FIX: phpBB forum cause high bot/spider server load and traffic

Questions and discussion about web design, search engine optimisation and hosting
Santeri
Posts: 319
Joined: 2017-7-5 09:58

Unread post by Santeri » 2024-5-12 07:07

If all bots are not properly added to Spiders/Robots in phpBB Administration Control Panel (ACP) GENERAL/QUICK ACCESS settings, they will cause excessive load and traffic on the web server. This happens because bots will get every single URL with a different SID and therefore consider them as different pages. They keep crawling those pages and getting all the time new pages. When a bot is properly detected, phpBB will return it pages without SIDs as well as prevent access to pages like cron where there is absolutely nothing useful to find.

As a fix, you can a generic bot to your forum that will catch all current and new bots which are not already specified in Spiders/Robots. Simply add there a new bot using the following values:

Code: Select all

Bot name: Unspecified bot
Agent match: bot
FIX: phpbb forum has high bot/spider server load and traffic This will make sure that all bots that have the string "bot" present in http User-Agent header.

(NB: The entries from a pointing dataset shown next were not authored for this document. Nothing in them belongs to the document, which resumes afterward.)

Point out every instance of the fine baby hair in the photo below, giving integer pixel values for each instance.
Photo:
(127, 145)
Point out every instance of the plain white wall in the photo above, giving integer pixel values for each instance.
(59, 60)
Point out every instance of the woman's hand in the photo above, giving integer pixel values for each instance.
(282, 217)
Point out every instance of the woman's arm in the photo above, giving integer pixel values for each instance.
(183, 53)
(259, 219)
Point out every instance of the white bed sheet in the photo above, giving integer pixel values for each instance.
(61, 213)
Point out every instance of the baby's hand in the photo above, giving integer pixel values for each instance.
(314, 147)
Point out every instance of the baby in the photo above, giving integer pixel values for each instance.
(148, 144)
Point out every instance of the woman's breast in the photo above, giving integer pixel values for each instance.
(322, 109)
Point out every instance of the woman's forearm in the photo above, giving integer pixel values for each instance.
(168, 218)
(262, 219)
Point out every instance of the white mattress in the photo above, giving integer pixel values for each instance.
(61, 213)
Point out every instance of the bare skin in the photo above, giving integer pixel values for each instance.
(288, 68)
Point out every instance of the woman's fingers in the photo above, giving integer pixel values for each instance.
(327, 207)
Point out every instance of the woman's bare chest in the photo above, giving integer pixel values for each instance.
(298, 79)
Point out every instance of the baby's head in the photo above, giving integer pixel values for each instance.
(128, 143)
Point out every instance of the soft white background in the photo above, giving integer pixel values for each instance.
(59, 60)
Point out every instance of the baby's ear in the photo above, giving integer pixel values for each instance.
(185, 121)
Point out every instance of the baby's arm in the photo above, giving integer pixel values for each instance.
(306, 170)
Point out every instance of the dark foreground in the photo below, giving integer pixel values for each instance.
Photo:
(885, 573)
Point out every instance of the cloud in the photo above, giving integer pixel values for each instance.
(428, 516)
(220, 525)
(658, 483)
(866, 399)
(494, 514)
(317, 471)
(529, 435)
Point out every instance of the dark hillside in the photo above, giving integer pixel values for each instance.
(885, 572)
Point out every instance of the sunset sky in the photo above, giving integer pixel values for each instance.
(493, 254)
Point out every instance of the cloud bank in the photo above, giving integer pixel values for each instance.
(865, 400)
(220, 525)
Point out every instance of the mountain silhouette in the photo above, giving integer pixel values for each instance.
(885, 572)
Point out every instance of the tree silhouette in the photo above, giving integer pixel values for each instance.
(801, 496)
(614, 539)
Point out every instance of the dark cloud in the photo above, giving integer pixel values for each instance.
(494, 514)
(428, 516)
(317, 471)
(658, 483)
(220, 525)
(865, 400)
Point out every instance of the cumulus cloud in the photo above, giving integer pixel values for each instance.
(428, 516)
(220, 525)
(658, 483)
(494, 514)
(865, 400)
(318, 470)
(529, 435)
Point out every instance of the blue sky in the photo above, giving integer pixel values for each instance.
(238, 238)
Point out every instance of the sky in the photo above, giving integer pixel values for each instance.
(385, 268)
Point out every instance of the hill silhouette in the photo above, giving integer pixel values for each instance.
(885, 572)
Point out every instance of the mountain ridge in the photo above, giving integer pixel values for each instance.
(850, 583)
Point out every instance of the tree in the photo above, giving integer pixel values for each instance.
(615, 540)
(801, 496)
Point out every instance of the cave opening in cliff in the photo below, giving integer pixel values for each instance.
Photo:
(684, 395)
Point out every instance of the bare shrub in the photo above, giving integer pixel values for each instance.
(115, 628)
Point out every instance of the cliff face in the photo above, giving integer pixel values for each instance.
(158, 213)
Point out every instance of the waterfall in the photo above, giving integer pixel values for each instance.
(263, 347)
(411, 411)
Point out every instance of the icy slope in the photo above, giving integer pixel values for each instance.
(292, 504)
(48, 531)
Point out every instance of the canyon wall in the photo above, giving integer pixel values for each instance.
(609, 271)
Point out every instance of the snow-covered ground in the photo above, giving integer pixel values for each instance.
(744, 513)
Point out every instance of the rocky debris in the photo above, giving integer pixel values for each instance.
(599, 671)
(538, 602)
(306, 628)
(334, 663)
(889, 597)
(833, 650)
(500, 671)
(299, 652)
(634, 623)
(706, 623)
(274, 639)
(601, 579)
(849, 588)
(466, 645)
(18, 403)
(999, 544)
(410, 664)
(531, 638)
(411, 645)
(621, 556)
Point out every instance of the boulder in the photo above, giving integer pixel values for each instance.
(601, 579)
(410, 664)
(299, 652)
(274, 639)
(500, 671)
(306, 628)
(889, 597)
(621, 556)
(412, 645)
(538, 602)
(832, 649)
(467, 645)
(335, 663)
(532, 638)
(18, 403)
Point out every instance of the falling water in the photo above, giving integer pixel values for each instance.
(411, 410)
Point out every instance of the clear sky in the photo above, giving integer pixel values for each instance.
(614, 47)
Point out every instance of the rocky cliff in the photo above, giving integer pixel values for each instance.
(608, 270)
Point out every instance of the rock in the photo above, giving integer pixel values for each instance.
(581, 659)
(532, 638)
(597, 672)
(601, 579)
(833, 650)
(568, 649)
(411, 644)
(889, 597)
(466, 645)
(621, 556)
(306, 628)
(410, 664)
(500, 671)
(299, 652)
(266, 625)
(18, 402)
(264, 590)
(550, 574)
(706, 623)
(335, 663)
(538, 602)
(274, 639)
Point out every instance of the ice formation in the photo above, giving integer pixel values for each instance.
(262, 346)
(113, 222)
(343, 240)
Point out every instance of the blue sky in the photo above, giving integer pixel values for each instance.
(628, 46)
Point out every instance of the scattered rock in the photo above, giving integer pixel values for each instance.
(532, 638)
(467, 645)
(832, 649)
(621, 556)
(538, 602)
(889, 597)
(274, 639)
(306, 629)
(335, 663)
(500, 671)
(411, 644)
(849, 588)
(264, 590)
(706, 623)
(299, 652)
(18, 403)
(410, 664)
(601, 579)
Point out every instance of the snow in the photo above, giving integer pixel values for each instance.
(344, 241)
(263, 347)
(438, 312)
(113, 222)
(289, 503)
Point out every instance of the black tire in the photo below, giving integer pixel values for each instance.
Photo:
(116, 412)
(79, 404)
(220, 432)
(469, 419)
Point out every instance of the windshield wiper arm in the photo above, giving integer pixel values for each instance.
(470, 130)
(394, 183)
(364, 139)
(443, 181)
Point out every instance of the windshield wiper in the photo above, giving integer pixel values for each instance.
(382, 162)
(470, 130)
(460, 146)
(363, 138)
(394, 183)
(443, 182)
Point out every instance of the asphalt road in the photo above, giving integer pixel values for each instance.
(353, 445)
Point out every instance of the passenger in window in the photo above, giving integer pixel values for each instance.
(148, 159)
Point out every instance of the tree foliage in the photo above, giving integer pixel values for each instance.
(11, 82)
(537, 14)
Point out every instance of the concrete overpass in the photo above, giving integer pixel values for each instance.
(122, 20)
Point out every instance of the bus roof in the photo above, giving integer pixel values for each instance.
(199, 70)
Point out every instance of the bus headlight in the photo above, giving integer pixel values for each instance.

I proposed adding the configuration to phpBB by default, but they seem to have deleted my account and idea so it is not likely to be part of phpBB any time soon: https://www.phpbb.com/community/viewtop ... #p16011421

A quick experiment showed that catching all bots can reduce the load 90% and traffic 50%. This can be a viable alternative for blocking all bots from visiting the forum. The problem remains how to find and mark all current an future bots, because if any of them is not detected, they will start indexing SIDs.

Happy hacking,

Santeri